The response of plants to biotic stress factors is influenced by signaling pathways regulated by plant hormones such as JA and regulators like SA. These factors coordinate defense induction in plants depending on the type of pathogen. The exogenous application of SA, JA, or its derivatives such as MeJA, is commonly used to enhance the production of economically useful and specialized metabolites (Jeyasri et al., 2023; Sohn et al., 2022). One of the mechanisms triggered by changes in the concentration of stress hormones is the synthesis of phytoalexins. The accumulation of phytoalexins has been reported to be related to the resistance of plants to pathogens. Such a group of secondary metabolites is present in Hippeastrum × hybridum and has been shown to have anti-fungal activity (Hrynkiewicz et al., 2016; Saniewska et al., 2005). In the present research, the ability of plants obtained by in vitro techniques and grown in such conditions to synthesize the proper amount of phytoalexin was analyzed. The elicitation of the media with the post-culture filtrate (P. narcissi) stimulated the accumulation of phytoalexins when the filtrate directly affected the H. hybridum tissue. When this contact was stopped, even the signal amplification through the mechanical damage to the bulbs did not increase the level of phytoalexins in the tissues, compared to the microcuttings which were not treated with the fungal metabolites. Concerning the use of stress phytohormones, the reaction of plant tissues was observed whereby the signal was strengthened only by the mechanical damage and, in the following hours, the level of phytoalexins was found to significantly increase. Moreover, our results confirm the findings reported by Saniewska et al. (2005), which indicate that SA and acetylsalicylic acids (ASA) partially inhibit the formation of phytoalexin in wounded scales, beginning within the first two days after treatment. The inhibitory effect of SA and ASA on the formation of phytoalexin in wounded scales of Hippeastrum may be caused by lowered biosynthesis and accumulation of jasmonates (Wilmowicz et al., 2014).
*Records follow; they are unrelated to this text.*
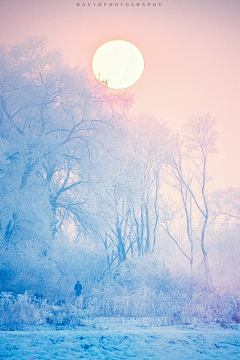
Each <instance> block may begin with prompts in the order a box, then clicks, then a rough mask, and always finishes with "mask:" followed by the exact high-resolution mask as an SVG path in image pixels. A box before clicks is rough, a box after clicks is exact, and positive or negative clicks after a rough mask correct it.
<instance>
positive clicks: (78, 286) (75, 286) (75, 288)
mask: <svg viewBox="0 0 240 360" xmlns="http://www.w3.org/2000/svg"><path fill="white" fill-rule="evenodd" d="M74 290H75V291H76V295H81V292H82V285H81V284H80V283H77V284H76V285H75V286H74Z"/></svg>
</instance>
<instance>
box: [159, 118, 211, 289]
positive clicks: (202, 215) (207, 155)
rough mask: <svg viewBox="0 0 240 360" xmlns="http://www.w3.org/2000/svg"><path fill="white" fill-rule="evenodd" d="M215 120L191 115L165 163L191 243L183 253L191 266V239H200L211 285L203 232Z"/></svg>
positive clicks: (206, 267) (182, 250) (206, 217)
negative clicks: (177, 196)
mask: <svg viewBox="0 0 240 360" xmlns="http://www.w3.org/2000/svg"><path fill="white" fill-rule="evenodd" d="M215 125H216V123H215V121H214V119H213V118H212V117H211V116H210V115H209V114H206V115H204V116H192V117H191V118H190V119H189V121H188V122H187V123H186V124H185V125H184V127H183V137H182V140H178V141H177V142H176V144H177V145H176V146H175V153H174V154H173V153H172V154H171V155H170V156H169V164H168V165H167V174H168V177H167V183H168V184H169V185H170V186H171V187H172V188H175V190H177V192H178V193H179V195H180V199H181V203H182V210H183V214H184V219H185V224H186V234H187V237H188V240H189V243H190V255H187V254H186V253H184V256H185V257H186V258H187V259H188V260H189V262H190V264H191V268H192V267H193V256H194V255H193V254H194V241H195V240H196V238H197V239H199V240H200V244H201V251H202V255H203V264H204V269H205V278H206V282H207V284H208V286H210V283H211V279H210V272H209V264H208V253H207V249H206V242H205V235H206V227H207V224H208V221H209V203H208V196H207V183H208V181H209V180H210V178H209V177H208V174H207V164H208V160H209V157H210V156H211V155H213V154H215V153H216V140H217V131H216V130H215ZM166 225H167V222H166V221H165V227H164V229H165V231H166V232H167V233H168V235H169V236H170V237H171V238H172V239H173V240H174V242H175V243H176V244H177V246H178V247H179V249H180V250H181V252H182V253H183V249H182V248H181V247H180V245H179V242H178V241H177V239H176V238H175V237H174V236H172V235H171V233H170V231H169V228H168V227H167V226H166Z"/></svg>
Studies have confirmed the role of elicitation induced by extracellular culture filtrate (F) and jasmonates in inducing the biosynthesis of phytoalexin in microbulbs obtained by in vitro techniques. It can be used to mitigate the stress effects and regulate physio-biochemical processes in plants.

. Conclusions

The present study revealed that biotechnology gives a unique opportunity to carry out reproduction, proliferation, and phytochemical investigations of Hippeastrum hybridum without collecting them from their natural localities. The establishment of a successful H. hybridum regeneration protocol using twin-scale, peduncle, and receptacle explants provides an opportunity for their successful utilization in commercial propagation. Moreover, the conducted research shows the potential of using elicitation as a tool to obtain initial immunity of H. hybridum to the pathogen Phoma narcissi, which can be used as a priming procedure. Considering all these points, such cooperative applications of both micropropagation techniques and elicitation process may be the beginning of research that will facilitate the elicitation of plants from in vitro cultures to obtain more resistant propagation materials.